Wednesday, August 3, 2016

T.R. Baskin (1971)



          Moderately insightful and sensitive but plagued by a tendency toward superficiality, T.R. Baskin is an intimate character study that puts a fresh spin on the old story of a young person experiencing culture shock by moving from a small town to a big city. Rather than portraying its protagonist as a naif overwhelmed by sophisticates, T.R. Baskin presents a preternaturally wise individual disappointed to learn that sharing her life with metropolitan folks isn’t the revelation she expected. Candice Bergen, delivering one of her best early performances, is almost too well cast in the leading role, since she’s so beautiful and worldly that it’s hard to believe she doesn’t thrive among the cosmopolitan set.
          Written and produced by Peter Hyams, who later enjoyed a long career as a genre-cinema auteur, and directed with characteristic grace by Herbert Ross, the movie begins with traveling salesman Jack (Peter Boyle) arriving in Chicago and running into a college acquaintance, Larry (James Caan). Jack asks if his pal knows any ladies who might keep him company, so Larry suggests T.R. Baskin (Bergen). A phone call later, she shows up at Jack’s hotel-room door. Jack believes he’s hit the jackpot until T.R. challenges him verbally, revealing she’s his intellectual superior by a mile. Performance anxiety ensues, so they talk instead of trysting, and their conversation triggers flashbacks detailing T.R.’s early experiences in Chicago. After leaving home for a new life, T.R. took a mindless data-entry job and tried double-dating with a co-worker who was obsessed with landing a wealthy husband. That got boring fast. Eventually, T.R. met Larry, who seemed intellectual and tender at first blush. How their relationship unfolded, and how that course of events led her to Jack’s hotel room, is the heart of the picture and a small statement about the casual cruelty of modern life.

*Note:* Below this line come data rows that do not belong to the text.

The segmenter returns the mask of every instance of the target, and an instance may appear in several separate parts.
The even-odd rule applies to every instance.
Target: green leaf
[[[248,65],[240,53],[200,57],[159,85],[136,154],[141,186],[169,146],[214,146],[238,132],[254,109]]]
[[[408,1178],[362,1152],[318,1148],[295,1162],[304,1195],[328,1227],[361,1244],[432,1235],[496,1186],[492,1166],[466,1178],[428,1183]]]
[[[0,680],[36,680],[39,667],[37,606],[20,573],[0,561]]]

          T.R. Baskin unfurls like an observational novella, with copious dialogue revealing characters’ personalities as a larger sketch of city life emerges through the accumulation of detail. Easily the most interesting aspect of the storytelling is the quippy dialogue that Hyams provides for the title character. “I want to die young and neat,” she says. “I don’t want to die old and sloppy.” Or, more tellingly, “I just wish everybody else didn’t look like they know exactly what they’re doing.” T.R. Baskin is frustrating because Hyams and Ross ignore so many obvious opportunities to dig deeper, but excellent acting fills in some of the blanks. Boyle infuses his role with surprising warmth, and Caan conveys important nuances that can’t be discussed without spoiling the story. Bergen, of course, carries much of the picture on her shoulders, and she’s terrific, complementing her innate comic timing with the soulfulness that precious few of her early roles allowed her to display.